En ese marco, el cine mexicano —inercial, complaciente, insípido— también se vio zarandeado por un puñado de jóvenes que decidieron que su oficio podía ser otra cosa: un artefacto vivo, crítico, innovador. Y entre ellos, sin duda, destacó Felipe Cazals por su fuerza expresiva. Canoa (1975), El apando (1975) y Las Poquianchis (1976), develaron que las películas no tenían por qué ser edulcorantes de la realidad, y por el contrario podían expresar las miserias, atavismos y delirios que modelaban nuestra vida en sociedad.
El apando, basada en la novela de José Revueltas y que él junto con José Agustín adaptó, retrata la sevicia y opresión de un símil de la cárcel de Lecumberri, y Las Poquianchis, basada en un escándalo público, es la historia sórdida de unas madrotas cuyo burdel es un campo de concentración en el cual los maltratos convierten a las “pupilas” en carne de cañón desechable. En ambas, la violencia conforma las relaciones humanas y la humillación es el recurso mecánico utilizado para domar a las víctimas de esos universos enclaustrados.

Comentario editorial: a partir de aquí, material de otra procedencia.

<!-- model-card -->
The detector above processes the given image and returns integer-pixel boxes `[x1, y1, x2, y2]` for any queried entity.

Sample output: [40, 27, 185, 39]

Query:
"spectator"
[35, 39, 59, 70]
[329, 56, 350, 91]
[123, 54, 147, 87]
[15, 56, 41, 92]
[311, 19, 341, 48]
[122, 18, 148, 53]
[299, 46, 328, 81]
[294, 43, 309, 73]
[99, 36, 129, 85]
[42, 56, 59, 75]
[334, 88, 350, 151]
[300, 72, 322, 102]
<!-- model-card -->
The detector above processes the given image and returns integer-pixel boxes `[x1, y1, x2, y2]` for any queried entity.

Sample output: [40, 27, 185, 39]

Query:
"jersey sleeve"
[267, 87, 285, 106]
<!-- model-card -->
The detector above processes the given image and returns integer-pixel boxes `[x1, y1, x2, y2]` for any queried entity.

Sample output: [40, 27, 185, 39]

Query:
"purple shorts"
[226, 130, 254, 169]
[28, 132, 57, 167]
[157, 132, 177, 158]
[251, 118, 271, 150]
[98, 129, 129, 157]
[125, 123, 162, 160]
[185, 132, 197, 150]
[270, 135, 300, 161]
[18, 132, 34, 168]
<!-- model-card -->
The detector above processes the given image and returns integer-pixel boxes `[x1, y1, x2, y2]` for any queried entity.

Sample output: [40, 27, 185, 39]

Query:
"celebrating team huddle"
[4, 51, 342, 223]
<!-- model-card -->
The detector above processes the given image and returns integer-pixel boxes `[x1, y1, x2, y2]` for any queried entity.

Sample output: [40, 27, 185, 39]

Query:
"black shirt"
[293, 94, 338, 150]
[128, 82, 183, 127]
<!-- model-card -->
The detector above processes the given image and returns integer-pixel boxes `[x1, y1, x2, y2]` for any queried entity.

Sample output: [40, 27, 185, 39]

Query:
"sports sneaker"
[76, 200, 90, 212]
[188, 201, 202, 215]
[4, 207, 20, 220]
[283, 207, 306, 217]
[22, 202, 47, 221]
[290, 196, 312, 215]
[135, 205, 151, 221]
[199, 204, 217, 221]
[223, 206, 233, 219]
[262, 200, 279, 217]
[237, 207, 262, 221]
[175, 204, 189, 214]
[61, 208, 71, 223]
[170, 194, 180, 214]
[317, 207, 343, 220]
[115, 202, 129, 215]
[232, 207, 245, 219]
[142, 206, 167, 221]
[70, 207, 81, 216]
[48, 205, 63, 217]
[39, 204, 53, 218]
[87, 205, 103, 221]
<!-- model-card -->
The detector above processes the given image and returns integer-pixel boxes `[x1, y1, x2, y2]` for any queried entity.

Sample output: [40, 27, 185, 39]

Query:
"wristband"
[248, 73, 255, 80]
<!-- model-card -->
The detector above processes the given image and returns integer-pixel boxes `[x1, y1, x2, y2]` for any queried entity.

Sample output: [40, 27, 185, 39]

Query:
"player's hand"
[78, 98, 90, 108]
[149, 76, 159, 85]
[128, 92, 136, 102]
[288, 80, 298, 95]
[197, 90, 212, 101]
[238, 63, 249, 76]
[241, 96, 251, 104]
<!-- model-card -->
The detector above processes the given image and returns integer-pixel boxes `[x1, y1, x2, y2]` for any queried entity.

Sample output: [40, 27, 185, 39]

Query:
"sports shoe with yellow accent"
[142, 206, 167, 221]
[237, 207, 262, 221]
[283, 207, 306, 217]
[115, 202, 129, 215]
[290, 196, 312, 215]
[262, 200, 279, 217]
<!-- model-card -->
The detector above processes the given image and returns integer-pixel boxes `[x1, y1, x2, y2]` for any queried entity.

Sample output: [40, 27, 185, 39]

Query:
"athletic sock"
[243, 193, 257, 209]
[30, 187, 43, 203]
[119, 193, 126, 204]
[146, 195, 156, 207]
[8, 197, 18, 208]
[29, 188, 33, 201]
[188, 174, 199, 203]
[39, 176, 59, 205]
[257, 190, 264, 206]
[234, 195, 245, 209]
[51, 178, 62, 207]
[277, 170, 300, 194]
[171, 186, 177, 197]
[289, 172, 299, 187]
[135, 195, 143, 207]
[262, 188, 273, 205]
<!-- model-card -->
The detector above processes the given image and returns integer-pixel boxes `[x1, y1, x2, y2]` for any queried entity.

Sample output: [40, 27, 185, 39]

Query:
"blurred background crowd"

Pero Canoa (creo) fue la más potente de esa trilogía. La historia recreada de cinco trabajadores de la Universidad Autónoma de Puebla que fueron linchados en el pueblo de San Miguel Canoa. Una comunidad cerrada, que, guiada por un cura intransigente y fanático, llama a acabar con esos seres extraños que se han atrevido a profanar el pueblo. No fueron pocos, y con razón, los que vieron la película como una alegoría de la cerrazón paranoide del gobierno en 1968 que selló la tragedia con la que culminó el movimiento estudiantil. Cazals no idealizaba la pobreza, no creía que el campo mexicano fuera un espacio bucólico, y había sido claro que sus habitantes, azuzados por la intolerancia, se habían convertido en una inclemente fuerza destructiva.
Su filmografía creció, con altas y bajas, pero películas como Chicogrande (2010), la historia de una lealdad perruna devastada por la brutalidad, Los motivos de Luz (1985), la tragedia de una madre que, desesperada, asesina a sus propios hijos, Su Alteza Serenísima (2000), sobre los últimos días de Santa Ana, viviendo en el abandono y el delirio, Digna… hasta el último aliento (2004), vida y muerte de la destacada defensora de derechos humanos o Las Vueltas del citrillo (2005), entre otras, son el legado de un cineasta único e irrepetible que sabía que en los seres humanos existe un resorte de crueldad que no ha sido posible someter.
Hace apenas tres meses, acompañados de amigos y amigas, comimos, bebimos y charlamos. Felipe seguía siendo fiel a sí mismo: gruñón, lúcido, rotundo, sagaz y, de manera un poco vergonzante, cálido. Lo extrañaremos. Queda, sin embargo, su obra: deslumbrante, provocadora, agresiva, sensible.